By Faustine Kapama
THE Court of Appeal has dismissed with costs the appeal by United Kingdom (UK) established mineral giant company, Ophir Tanzania (Block 1) Limited, challenging 18.4bn/- withholding tax payments to the Tanzania Revenue Authority (TRA) for services rendered offshore by non-residents.
Justices Ferdinand Wambali, Lugano Mwandambo and Lilian Mashaka ruled against Orphil Company, the appellant, after holding that the two grounds of appeal lodged to support the appeal in question lacked legal merits.
They found that the Tax Revenue Appeals Tribunal (Tribunal), which had decided in favour of the Commissioner General of TRA, the respondent, properly and correctly confirmed the decision of the Tax Revenue Appeals Board (Board) on the matter.
“Consequently, we hold that the two grounds of appeal are without substance. In the circumstances, considering our deliberation, we find that the appeal is devoid of merit, and we hereby dismiss it with costs,” they declared.
The decision put to an end the appellant’s effort to oppose the 18,368,593,534/- payments.
In the impugned decision, the tribunal held, among others that the services the appellant imported from the non-resident persons were rendered in Tanzania and the payment of service fee paid by the appellant to nonresident persons had a source in Tanzania.
The tribunal also held that the place of performance of the services or place of rendering of services is not a determinant factor of the source of payment of service fees.
In addition, the tribunal had ruled that the appellant had an obligation to withhold tax for payments made to its nonresidents’ service providers or suppliers in respect of service rendered to its non-resident service providers or suppliers outside Tanzania but utilised in Tanzania.
Counsel for the appellant had complained that the tribunal erred in law in holding that irrespective of place of rendering services as the payment was made by the appellant, who is a resident in Tanzania, for services utilized in the United Republic, are subject to withholding tax under the Income Tax Act, 2004.
They submitted that the tribunal erred in law by confirming the Board decision that the appellant’s company had obligation to withhold tax for the payments made to its non-resident service provider outside the United Republic of Tanzania for services utilized in the United Republic under the Act.
The complaints in both grounds of appeal rested on the alleged wrong interpretation by the Tribunal of section 69 (i) (ii) read together with sections 6 (1) (b) and 83 (1) (b) of the Income Tax Act, which resulted in alleged erroneous finding with regard to the payment of withholding tax.
During the hearing session, the counsel for the appellant had invited the appeals court to depart from the findings in the case of Tullow Tanzania Bv reached in a similar situation, a position which was vehemently opposed by state lawyers, who appeared for the respondent.

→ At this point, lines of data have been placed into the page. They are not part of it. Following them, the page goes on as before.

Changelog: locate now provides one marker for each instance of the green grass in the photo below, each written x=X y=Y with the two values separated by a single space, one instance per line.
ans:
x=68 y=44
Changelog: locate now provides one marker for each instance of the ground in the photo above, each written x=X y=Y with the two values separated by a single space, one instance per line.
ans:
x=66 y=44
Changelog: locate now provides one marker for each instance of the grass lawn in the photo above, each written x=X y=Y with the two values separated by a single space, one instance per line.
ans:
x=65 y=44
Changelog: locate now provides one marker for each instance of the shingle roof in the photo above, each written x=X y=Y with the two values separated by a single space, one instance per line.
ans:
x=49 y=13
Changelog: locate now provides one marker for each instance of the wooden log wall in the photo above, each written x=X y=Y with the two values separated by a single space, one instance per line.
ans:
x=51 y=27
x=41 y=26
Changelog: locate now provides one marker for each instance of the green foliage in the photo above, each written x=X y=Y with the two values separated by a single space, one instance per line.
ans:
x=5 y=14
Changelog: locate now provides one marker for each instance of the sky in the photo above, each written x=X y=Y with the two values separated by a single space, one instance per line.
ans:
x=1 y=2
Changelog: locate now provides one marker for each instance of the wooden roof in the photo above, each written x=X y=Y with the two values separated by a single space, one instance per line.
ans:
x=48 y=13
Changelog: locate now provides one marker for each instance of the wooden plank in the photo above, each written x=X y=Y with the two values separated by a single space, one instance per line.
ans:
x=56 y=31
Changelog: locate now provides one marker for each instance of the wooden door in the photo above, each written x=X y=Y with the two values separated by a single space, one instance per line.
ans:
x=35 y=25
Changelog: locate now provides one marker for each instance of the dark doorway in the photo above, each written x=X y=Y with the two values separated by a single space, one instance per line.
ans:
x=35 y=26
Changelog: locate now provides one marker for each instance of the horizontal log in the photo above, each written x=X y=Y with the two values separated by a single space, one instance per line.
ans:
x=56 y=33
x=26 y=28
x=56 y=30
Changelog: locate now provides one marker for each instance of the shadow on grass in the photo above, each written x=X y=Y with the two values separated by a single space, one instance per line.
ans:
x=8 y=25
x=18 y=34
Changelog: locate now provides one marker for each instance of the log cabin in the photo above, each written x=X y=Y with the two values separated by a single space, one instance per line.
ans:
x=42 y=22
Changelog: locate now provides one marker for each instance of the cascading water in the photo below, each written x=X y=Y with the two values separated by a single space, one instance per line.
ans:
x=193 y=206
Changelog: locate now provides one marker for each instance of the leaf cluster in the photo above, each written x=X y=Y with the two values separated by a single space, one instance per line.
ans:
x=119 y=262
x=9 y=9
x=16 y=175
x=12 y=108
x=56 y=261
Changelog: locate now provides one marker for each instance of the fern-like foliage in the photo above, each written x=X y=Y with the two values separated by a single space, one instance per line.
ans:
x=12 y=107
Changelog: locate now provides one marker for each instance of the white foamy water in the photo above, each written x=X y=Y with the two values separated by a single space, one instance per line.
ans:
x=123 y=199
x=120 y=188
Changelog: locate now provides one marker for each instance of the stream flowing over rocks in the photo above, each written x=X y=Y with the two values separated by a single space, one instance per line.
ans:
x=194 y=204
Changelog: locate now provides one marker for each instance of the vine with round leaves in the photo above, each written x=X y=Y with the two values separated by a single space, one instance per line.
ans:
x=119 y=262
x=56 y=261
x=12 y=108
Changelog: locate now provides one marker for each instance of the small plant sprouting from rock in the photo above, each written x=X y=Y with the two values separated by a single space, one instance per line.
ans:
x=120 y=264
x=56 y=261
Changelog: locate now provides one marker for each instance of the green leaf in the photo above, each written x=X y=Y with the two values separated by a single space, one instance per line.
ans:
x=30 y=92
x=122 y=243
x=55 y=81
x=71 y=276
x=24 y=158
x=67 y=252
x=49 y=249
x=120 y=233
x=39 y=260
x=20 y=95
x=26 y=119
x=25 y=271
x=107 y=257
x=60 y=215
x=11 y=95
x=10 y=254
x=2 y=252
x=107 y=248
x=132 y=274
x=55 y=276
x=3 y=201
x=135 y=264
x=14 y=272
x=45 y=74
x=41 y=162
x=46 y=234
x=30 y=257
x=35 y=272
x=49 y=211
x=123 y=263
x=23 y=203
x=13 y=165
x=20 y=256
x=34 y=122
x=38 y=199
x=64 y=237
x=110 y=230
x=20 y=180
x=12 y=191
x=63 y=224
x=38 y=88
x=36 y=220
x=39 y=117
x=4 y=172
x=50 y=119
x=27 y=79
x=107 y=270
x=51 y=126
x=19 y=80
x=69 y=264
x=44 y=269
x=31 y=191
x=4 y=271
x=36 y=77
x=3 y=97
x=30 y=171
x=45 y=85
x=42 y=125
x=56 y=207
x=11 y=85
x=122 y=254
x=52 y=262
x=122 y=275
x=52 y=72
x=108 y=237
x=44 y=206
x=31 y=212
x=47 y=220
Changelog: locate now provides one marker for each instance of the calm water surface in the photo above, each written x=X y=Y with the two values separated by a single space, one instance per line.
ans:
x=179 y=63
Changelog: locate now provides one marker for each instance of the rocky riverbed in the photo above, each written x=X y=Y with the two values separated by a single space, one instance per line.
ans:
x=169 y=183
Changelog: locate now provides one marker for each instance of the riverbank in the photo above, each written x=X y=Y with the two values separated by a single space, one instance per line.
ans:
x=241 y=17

In their judgment delivered in Dar es Salaam recently, the justices of the appeals court, the highest temple of justice in Tanzania respectfully found the invitation as eluded by the appellant’s counsel as totally misplaced.
“This is so because apart from not finding any patent error in the decision, it is not within the jurisdiction of the Full Court to depart from the decision of the same Court, however erroneous it might be,” they said.
Besides, it was their position that in view of the settled position of the law by the Court on complaints relating to the interpretation of the Act that the Tribunal properly followed the respective decision to hold that the appellant was duty bound to withhold tax on payments that were made to non-residents.
The dispute between the parties emanated from the audit which was conducted by the respondent, the Commissioner General, Tanzania Revenue Authority (the CG-TRA) in March 2014 on the appellant covering the years of income 2010 – 2013.
It is in the record of appeal that in the said audit the respondent found that there was a difference between the appellant’s figures on imported services reported in the Value Added Tax (VAT) returns compared to those reported in the withholding tax returns for the requisite years under the audit.
Noteworthy, after several communications between the parties, it seemed that efforts to sort out the dispute on the findings did not yield fruits.
Consequently, on September 30, 2014 the respondent issued the appellant with a withholding tax certificate demanding payment of 18,368,593,534/-being principal tax and interest due.
Aggrieved by the decision of the respondent, the appellant filed an appeal before the TRAB, which was however, dismissed in its entirety. The appellant’s further appeal to the TRAT was equally dismissed. It was at that point in time when the appellant decided to take the matter to the Court of Appeal.